As a side note: I asked my mother-in-law, who is 75, about this strange gelatin fascination and she couldn’t recall every having any of it. Was it a conspiracy from the Jell-O corporation to mandate these awful recipes be put in all the books as to feign popularity? Or is it just so disgusting that everyone from this era has blocked it out?

To me, Jell-O is really only good for one thing and one thing only – Jell-O Shots.

2 thoughts on “Jellied Chicken, Anyone?

  1. yeah, that’s pretty nasty….redolent of a nice slice o’head cheese fer sure. I think the deal with jello is that it was “space age” at the time,kinda like Tang. I read that soon after aluminum was discovered and began to become manufactured, some rich people put away their china and crystal and served their guests on “fine aluminum” tableware…

    Hey, hack me off a slab of that jellied chicken, ok? Just don’t put it in the microwave…..

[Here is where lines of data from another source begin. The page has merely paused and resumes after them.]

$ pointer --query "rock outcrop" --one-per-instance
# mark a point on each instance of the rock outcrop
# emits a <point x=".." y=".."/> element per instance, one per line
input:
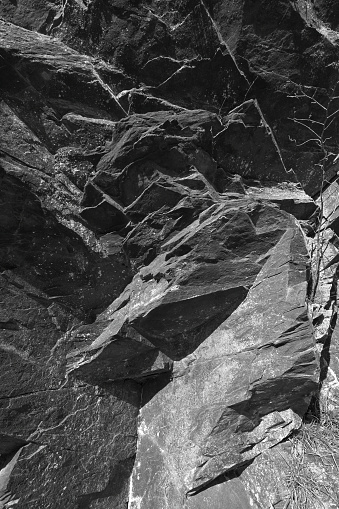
<point x="168" y="248"/>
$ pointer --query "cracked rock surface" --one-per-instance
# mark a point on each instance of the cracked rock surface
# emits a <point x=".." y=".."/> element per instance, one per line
<point x="168" y="248"/>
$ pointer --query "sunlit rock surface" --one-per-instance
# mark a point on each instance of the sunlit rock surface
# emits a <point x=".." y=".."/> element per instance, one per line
<point x="168" y="248"/>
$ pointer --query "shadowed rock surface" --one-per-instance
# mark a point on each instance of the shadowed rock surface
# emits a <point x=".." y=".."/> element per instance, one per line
<point x="168" y="248"/>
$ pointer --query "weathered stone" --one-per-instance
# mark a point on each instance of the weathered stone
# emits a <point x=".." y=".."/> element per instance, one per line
<point x="149" y="154"/>
<point x="232" y="413"/>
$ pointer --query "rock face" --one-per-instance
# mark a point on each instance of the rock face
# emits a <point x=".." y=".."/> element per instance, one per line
<point x="168" y="248"/>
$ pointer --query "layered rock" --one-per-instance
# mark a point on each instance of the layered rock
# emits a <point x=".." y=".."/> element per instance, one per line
<point x="156" y="248"/>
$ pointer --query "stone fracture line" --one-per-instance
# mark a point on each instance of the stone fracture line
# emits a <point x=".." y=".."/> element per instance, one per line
<point x="39" y="431"/>
<point x="108" y="89"/>
<point x="222" y="41"/>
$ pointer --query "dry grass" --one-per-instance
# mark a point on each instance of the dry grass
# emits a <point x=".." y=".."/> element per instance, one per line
<point x="313" y="470"/>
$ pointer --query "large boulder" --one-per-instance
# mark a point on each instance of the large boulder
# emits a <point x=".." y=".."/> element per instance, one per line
<point x="243" y="390"/>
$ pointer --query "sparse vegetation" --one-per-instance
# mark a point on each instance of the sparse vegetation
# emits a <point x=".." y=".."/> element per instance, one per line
<point x="313" y="467"/>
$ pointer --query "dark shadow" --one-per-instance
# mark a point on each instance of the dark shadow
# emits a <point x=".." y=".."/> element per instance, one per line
<point x="116" y="486"/>
<point x="209" y="311"/>
<point x="221" y="479"/>
<point x="36" y="249"/>
<point x="152" y="386"/>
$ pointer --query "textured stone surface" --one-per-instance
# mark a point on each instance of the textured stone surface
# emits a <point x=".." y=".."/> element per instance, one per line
<point x="157" y="163"/>
<point x="232" y="412"/>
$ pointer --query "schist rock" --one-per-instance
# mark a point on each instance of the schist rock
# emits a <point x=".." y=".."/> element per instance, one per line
<point x="168" y="248"/>
<point x="240" y="392"/>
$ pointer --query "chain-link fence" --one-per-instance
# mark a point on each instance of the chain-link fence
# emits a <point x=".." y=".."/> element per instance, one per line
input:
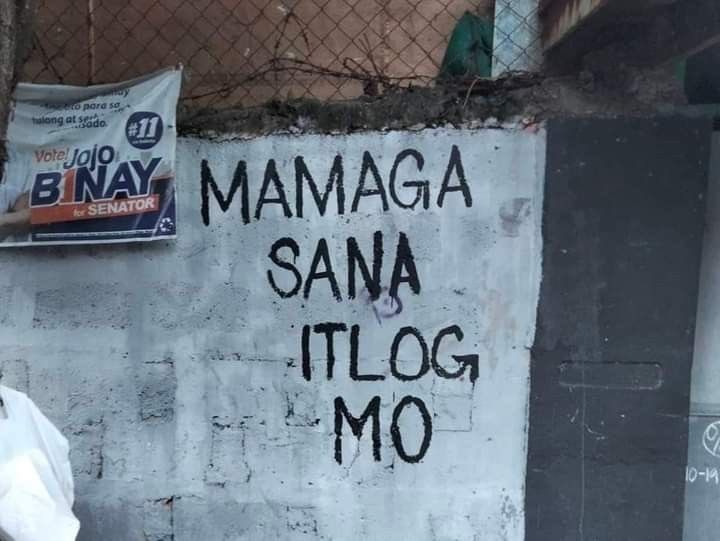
<point x="244" y="52"/>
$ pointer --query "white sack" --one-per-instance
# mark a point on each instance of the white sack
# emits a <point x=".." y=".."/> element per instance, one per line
<point x="36" y="484"/>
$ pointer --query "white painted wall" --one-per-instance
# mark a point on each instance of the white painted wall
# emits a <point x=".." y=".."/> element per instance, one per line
<point x="175" y="370"/>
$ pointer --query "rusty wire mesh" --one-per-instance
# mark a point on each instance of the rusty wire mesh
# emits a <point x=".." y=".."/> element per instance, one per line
<point x="244" y="52"/>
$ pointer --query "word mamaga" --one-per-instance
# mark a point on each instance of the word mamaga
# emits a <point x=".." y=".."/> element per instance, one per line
<point x="405" y="194"/>
<point x="405" y="189"/>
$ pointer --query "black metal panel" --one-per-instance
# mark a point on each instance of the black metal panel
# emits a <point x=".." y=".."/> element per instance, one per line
<point x="622" y="227"/>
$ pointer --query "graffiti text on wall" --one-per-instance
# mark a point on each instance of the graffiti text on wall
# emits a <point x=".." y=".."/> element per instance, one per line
<point x="386" y="271"/>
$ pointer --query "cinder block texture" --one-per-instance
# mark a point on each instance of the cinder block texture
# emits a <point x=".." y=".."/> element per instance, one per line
<point x="177" y="371"/>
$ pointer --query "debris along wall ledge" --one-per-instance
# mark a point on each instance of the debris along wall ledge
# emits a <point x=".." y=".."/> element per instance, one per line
<point x="321" y="287"/>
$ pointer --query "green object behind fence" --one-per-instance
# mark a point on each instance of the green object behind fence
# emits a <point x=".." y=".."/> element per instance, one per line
<point x="469" y="51"/>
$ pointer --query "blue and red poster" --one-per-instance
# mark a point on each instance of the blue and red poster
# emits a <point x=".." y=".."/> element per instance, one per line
<point x="91" y="164"/>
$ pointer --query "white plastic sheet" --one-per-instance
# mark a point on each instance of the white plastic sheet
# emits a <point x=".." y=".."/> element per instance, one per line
<point x="36" y="484"/>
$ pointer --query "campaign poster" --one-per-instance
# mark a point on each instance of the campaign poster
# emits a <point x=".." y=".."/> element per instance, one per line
<point x="91" y="165"/>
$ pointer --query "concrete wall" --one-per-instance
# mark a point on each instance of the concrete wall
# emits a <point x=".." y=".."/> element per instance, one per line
<point x="176" y="370"/>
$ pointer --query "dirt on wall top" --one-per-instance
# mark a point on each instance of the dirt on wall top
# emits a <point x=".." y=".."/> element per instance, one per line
<point x="527" y="98"/>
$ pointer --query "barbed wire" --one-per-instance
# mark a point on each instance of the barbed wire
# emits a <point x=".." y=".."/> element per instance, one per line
<point x="245" y="52"/>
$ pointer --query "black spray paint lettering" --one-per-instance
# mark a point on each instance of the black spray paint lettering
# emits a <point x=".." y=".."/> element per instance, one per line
<point x="321" y="269"/>
<point x="405" y="194"/>
<point x="372" y="411"/>
<point x="465" y="363"/>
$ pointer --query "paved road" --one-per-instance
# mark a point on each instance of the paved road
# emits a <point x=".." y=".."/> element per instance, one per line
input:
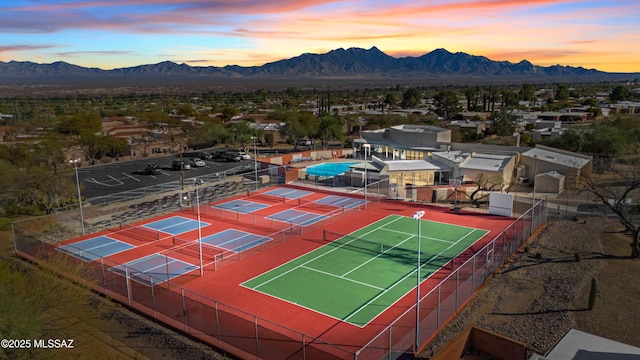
<point x="102" y="180"/>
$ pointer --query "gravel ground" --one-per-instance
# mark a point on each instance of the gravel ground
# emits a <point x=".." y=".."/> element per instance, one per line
<point x="532" y="297"/>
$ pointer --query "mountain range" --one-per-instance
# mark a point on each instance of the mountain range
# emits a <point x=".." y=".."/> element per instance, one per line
<point x="352" y="63"/>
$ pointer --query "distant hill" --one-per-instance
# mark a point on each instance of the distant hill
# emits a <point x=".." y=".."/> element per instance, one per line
<point x="353" y="63"/>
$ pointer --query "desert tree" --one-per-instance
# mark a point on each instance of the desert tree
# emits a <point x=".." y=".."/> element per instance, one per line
<point x="447" y="104"/>
<point x="618" y="195"/>
<point x="485" y="184"/>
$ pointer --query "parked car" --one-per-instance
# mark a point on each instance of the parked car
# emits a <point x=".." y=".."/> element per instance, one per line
<point x="232" y="156"/>
<point x="218" y="154"/>
<point x="244" y="155"/>
<point x="196" y="163"/>
<point x="151" y="169"/>
<point x="177" y="164"/>
<point x="204" y="155"/>
<point x="305" y="142"/>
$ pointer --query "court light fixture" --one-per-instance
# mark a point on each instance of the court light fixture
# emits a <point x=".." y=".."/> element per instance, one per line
<point x="417" y="216"/>
<point x="199" y="182"/>
<point x="75" y="163"/>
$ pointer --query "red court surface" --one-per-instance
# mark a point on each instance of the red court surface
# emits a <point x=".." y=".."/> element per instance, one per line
<point x="195" y="303"/>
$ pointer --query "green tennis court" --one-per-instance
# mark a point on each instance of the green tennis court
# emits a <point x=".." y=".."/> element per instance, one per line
<point x="358" y="276"/>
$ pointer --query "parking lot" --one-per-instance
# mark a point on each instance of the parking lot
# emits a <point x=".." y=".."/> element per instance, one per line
<point x="102" y="180"/>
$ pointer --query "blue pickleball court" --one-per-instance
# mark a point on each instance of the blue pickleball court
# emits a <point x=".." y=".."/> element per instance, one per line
<point x="297" y="217"/>
<point x="95" y="248"/>
<point x="175" y="225"/>
<point x="241" y="206"/>
<point x="154" y="269"/>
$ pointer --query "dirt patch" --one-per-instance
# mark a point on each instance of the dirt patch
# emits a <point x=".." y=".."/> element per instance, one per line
<point x="118" y="334"/>
<point x="535" y="298"/>
<point x="543" y="291"/>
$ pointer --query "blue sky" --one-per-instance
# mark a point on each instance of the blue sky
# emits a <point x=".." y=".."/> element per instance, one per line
<point x="120" y="33"/>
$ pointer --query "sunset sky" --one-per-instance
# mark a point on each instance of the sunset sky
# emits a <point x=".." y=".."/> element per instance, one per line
<point x="120" y="33"/>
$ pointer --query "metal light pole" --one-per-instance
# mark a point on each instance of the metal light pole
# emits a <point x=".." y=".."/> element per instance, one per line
<point x="417" y="216"/>
<point x="255" y="160"/>
<point x="365" y="146"/>
<point x="198" y="182"/>
<point x="533" y="197"/>
<point x="75" y="163"/>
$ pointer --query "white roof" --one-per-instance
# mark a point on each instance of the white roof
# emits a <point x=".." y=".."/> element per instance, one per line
<point x="485" y="162"/>
<point x="553" y="174"/>
<point x="414" y="165"/>
<point x="556" y="157"/>
<point x="453" y="156"/>
<point x="576" y="345"/>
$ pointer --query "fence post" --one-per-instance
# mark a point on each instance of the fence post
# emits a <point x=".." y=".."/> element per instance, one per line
<point x="104" y="277"/>
<point x="255" y="324"/>
<point x="437" y="310"/>
<point x="126" y="271"/>
<point x="473" y="275"/>
<point x="184" y="311"/>
<point x="457" y="285"/>
<point x="217" y="322"/>
<point x="153" y="298"/>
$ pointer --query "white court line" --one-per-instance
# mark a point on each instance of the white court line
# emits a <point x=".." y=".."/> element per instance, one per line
<point x="409" y="274"/>
<point x="341" y="277"/>
<point x="116" y="180"/>
<point x="313" y="259"/>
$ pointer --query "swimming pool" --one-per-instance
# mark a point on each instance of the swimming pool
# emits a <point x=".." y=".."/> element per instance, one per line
<point x="329" y="169"/>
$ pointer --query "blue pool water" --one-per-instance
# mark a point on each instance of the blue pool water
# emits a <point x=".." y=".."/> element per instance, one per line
<point x="329" y="169"/>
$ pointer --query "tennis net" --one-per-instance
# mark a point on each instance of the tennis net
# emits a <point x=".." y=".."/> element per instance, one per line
<point x="318" y="207"/>
<point x="191" y="249"/>
<point x="372" y="247"/>
<point x="268" y="197"/>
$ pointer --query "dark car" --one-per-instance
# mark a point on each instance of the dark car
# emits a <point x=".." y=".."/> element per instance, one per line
<point x="177" y="164"/>
<point x="232" y="156"/>
<point x="204" y="155"/>
<point x="152" y="169"/>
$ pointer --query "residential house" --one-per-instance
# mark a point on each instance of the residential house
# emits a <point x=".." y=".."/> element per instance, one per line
<point x="543" y="159"/>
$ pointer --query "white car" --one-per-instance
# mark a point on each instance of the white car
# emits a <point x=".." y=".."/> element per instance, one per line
<point x="197" y="162"/>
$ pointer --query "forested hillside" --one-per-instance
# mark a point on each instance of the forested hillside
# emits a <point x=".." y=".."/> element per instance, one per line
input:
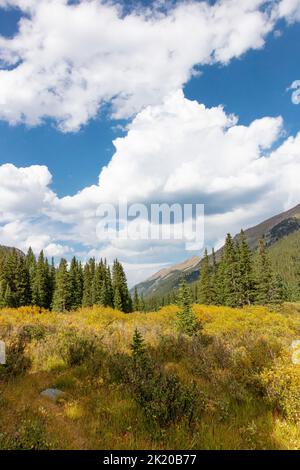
<point x="25" y="280"/>
<point x="272" y="230"/>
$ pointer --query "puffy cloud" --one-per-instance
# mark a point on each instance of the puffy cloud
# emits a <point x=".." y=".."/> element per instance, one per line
<point x="181" y="150"/>
<point x="295" y="86"/>
<point x="23" y="191"/>
<point x="290" y="10"/>
<point x="68" y="60"/>
<point x="178" y="151"/>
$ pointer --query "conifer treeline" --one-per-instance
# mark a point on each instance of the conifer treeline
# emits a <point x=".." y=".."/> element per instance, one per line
<point x="27" y="281"/>
<point x="240" y="277"/>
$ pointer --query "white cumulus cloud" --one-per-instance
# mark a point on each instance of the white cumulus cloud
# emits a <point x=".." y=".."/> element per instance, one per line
<point x="68" y="60"/>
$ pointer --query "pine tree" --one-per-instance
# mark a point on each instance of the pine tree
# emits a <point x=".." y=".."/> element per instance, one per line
<point x="117" y="299"/>
<point x="62" y="293"/>
<point x="204" y="288"/>
<point x="229" y="272"/>
<point x="246" y="276"/>
<point x="214" y="279"/>
<point x="22" y="283"/>
<point x="263" y="275"/>
<point x="136" y="301"/>
<point x="142" y="303"/>
<point x="31" y="266"/>
<point x="119" y="283"/>
<point x="40" y="283"/>
<point x="87" y="286"/>
<point x="75" y="281"/>
<point x="186" y="319"/>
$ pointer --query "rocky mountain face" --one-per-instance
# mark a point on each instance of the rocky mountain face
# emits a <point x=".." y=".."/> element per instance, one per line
<point x="272" y="230"/>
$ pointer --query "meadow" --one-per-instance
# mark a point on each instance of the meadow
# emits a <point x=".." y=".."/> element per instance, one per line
<point x="233" y="385"/>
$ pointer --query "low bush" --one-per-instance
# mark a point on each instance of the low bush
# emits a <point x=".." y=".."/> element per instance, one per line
<point x="281" y="388"/>
<point x="17" y="362"/>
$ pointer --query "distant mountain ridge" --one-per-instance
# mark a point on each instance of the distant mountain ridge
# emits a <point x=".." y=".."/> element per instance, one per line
<point x="272" y="230"/>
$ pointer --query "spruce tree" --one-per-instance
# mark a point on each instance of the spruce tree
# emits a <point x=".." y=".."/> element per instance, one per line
<point x="136" y="301"/>
<point x="230" y="273"/>
<point x="246" y="275"/>
<point x="75" y="280"/>
<point x="40" y="283"/>
<point x="204" y="288"/>
<point x="263" y="275"/>
<point x="117" y="299"/>
<point x="186" y="319"/>
<point x="22" y="283"/>
<point x="119" y="283"/>
<point x="62" y="293"/>
<point x="31" y="266"/>
<point x="87" y="286"/>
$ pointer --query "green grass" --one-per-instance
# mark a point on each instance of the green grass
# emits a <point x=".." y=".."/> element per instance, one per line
<point x="236" y="365"/>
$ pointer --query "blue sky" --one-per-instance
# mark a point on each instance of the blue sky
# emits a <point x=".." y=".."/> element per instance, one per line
<point x="251" y="84"/>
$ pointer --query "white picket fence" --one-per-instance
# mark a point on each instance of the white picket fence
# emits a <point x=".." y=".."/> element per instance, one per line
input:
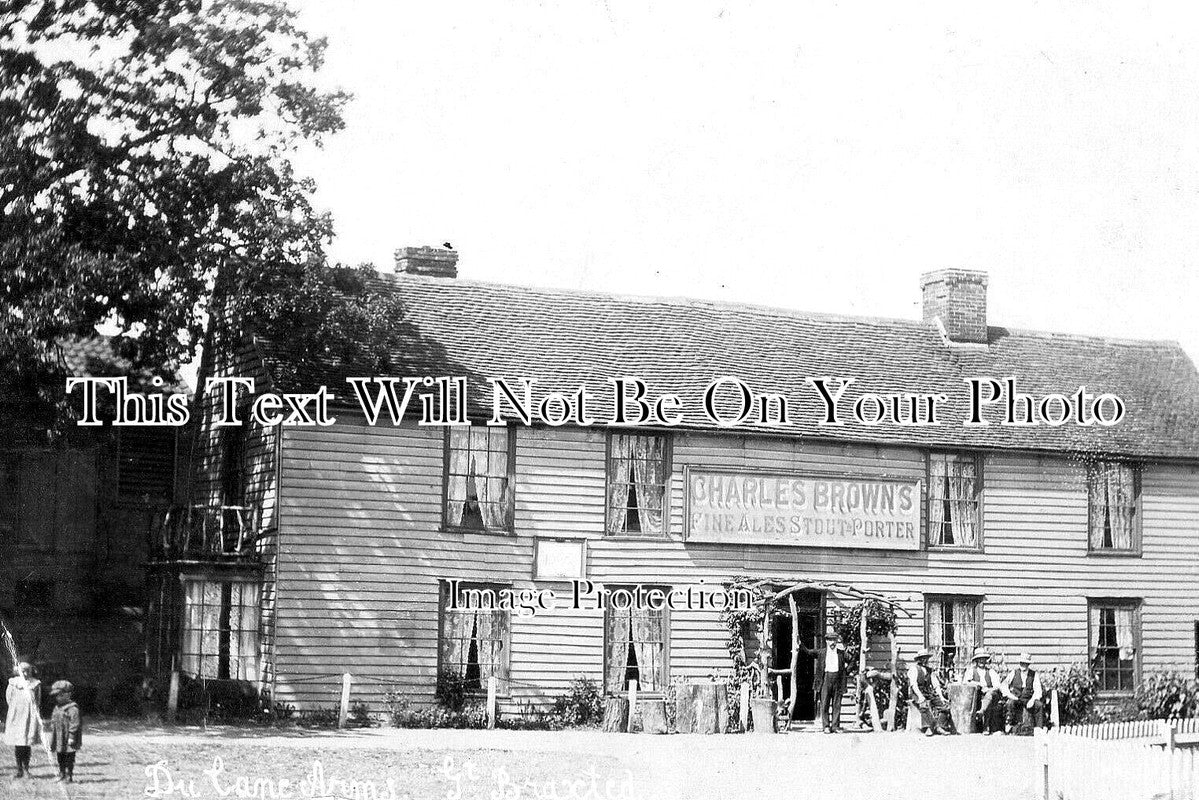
<point x="1150" y="762"/>
<point x="1138" y="729"/>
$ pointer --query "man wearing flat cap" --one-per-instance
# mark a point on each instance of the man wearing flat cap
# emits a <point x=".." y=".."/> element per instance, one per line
<point x="830" y="680"/>
<point x="927" y="696"/>
<point x="1024" y="693"/>
<point x="990" y="709"/>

  2. Mrs Beeton is big on aspic, too. My theory: it was posh Victorian cookery when you could only make jelly when you’d (vegetarians look away now) boiled enough calves’ feet. They they brought out instant packet aspic and everybody could create a galantine of whatever, decorated with piped stuff. The 60s version was a long way after that. But who misread the instructions and decided you could use jello??? (Love the radioactive peppers in the picture.)